As for motivation, Recode speculates one reason could be The Interview, Sony Pictures' upcoming comedy wherein Seth Rogen and James Franco play journalists enlisted by the CIA to assassinate North Korean leader Kim Jong-Un. Earlier this year, the North Korean government called The Interview an "act of war" and threatened a "resolute and merciless response" if the film was released. The film was rumored to be digitally altered in post-production to remove specific North Korean military insignia, but the main plot still stands.

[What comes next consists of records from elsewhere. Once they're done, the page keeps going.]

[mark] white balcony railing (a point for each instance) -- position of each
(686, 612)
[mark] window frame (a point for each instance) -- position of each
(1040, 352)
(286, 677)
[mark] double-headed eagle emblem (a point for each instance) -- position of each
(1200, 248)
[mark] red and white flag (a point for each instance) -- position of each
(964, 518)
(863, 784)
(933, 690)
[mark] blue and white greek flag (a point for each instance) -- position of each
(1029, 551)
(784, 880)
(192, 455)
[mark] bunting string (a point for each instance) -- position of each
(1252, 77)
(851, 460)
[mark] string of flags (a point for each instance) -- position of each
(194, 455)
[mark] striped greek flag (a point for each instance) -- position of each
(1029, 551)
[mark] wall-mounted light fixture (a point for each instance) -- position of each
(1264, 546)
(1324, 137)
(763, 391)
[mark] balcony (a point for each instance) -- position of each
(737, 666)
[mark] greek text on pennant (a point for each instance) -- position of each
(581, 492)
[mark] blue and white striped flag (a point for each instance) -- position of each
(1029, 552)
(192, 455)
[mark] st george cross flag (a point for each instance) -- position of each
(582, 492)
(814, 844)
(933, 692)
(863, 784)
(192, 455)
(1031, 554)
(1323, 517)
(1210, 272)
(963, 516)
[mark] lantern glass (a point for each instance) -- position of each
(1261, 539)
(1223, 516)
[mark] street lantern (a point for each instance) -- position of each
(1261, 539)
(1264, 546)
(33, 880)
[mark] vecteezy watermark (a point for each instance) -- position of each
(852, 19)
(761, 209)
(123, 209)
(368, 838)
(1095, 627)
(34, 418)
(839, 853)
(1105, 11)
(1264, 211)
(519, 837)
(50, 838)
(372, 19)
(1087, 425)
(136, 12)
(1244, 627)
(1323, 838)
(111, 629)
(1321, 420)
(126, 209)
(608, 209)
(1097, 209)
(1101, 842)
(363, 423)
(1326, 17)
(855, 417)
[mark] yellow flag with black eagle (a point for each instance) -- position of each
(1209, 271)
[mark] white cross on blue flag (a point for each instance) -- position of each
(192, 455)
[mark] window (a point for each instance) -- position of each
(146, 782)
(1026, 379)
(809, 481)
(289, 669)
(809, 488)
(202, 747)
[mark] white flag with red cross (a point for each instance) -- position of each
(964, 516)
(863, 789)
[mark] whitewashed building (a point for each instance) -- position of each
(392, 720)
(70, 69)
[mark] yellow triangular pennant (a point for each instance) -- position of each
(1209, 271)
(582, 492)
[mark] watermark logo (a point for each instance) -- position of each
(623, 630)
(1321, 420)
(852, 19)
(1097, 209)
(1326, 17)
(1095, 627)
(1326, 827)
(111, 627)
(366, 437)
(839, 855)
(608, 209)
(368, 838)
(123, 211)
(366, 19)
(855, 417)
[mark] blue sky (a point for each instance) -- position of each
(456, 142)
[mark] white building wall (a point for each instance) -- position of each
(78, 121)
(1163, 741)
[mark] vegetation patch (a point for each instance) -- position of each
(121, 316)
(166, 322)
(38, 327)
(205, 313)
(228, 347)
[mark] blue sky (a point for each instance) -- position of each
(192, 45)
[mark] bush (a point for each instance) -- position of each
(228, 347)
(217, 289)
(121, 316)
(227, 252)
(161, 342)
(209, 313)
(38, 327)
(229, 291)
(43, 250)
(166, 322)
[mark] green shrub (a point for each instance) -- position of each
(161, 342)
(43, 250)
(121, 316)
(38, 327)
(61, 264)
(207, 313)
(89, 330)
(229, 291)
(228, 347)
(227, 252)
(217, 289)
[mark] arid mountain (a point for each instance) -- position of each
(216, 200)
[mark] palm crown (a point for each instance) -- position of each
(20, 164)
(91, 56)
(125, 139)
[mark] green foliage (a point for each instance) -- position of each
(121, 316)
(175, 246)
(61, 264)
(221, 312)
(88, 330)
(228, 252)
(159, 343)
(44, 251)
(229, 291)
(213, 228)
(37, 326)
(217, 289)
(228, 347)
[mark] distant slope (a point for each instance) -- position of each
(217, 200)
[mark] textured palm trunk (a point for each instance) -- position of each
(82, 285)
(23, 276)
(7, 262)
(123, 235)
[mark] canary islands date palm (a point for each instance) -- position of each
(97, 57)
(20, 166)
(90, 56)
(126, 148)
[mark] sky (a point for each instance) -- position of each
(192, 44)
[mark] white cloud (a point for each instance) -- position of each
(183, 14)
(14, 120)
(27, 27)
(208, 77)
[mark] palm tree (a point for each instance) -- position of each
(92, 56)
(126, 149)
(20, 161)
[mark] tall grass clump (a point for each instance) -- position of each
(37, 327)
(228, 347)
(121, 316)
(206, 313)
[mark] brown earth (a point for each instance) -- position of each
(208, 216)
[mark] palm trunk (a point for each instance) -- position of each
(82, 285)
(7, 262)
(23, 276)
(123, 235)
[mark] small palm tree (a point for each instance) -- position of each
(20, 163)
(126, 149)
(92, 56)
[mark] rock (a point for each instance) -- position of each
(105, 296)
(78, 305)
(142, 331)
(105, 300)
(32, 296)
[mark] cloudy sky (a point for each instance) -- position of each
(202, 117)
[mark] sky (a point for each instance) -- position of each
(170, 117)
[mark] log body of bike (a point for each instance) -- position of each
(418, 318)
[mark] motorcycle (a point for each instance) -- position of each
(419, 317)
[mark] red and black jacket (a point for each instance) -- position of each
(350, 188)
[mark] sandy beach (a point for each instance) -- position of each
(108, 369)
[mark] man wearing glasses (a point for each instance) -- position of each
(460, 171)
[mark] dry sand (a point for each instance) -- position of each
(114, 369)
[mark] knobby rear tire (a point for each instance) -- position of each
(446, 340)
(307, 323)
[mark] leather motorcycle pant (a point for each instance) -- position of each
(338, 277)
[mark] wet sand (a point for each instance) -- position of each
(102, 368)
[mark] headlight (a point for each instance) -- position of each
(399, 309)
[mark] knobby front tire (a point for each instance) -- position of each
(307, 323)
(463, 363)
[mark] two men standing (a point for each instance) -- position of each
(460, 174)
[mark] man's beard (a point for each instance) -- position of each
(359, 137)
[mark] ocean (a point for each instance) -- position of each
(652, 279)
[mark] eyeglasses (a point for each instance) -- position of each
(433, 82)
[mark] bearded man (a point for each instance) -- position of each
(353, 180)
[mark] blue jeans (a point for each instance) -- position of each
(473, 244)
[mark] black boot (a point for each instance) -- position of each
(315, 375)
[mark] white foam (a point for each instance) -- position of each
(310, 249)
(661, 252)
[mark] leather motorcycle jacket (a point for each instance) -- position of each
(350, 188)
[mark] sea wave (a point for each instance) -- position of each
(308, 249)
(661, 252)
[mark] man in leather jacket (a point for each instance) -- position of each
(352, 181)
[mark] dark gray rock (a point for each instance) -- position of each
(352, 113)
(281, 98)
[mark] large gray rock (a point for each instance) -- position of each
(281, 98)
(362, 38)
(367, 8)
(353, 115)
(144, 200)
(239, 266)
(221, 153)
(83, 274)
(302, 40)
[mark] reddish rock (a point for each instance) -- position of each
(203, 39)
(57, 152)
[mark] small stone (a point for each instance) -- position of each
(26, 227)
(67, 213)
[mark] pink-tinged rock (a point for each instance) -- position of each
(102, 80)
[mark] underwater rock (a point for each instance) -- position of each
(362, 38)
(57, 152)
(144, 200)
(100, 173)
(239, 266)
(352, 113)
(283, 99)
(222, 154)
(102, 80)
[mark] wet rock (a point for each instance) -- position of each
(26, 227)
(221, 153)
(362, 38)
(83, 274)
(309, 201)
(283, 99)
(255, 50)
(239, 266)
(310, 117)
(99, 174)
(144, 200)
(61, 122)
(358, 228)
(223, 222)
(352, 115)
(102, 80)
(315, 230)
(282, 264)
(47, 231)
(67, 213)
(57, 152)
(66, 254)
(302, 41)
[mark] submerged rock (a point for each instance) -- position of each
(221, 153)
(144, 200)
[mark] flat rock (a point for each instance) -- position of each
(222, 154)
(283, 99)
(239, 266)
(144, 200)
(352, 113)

North Korea couldn't stop us!!! Here's the newest trailer for The Interview!!! http://t.co/EAICoJJiFi— Seth Rogen (@Sethrogen) November 25, 2014
In an email to The Verge from an address associated with the hack, someone who identified as "lena" claimed the hackers are working for "equality" and that they "worked with other [Sony] staff with similar interest to get in." The hackers, who call themselves "Guardians of Peace" and use the hashtag #GOP, shut down all of Sony Pictures' computers, with monitors displaying instead the image of a glowing red skeleton and vague demands. The hackers threatened to release Sony's "secrets and top secrets" if the company did not comply with the demands (which the group says Sony was already aware of). The deadline was reportedly this past Monday night; so far, nothing obvious has been released.
The Interview, whether or not it's related to this attack, is still currently scheduled for a US release on Christmas Day, December 25th.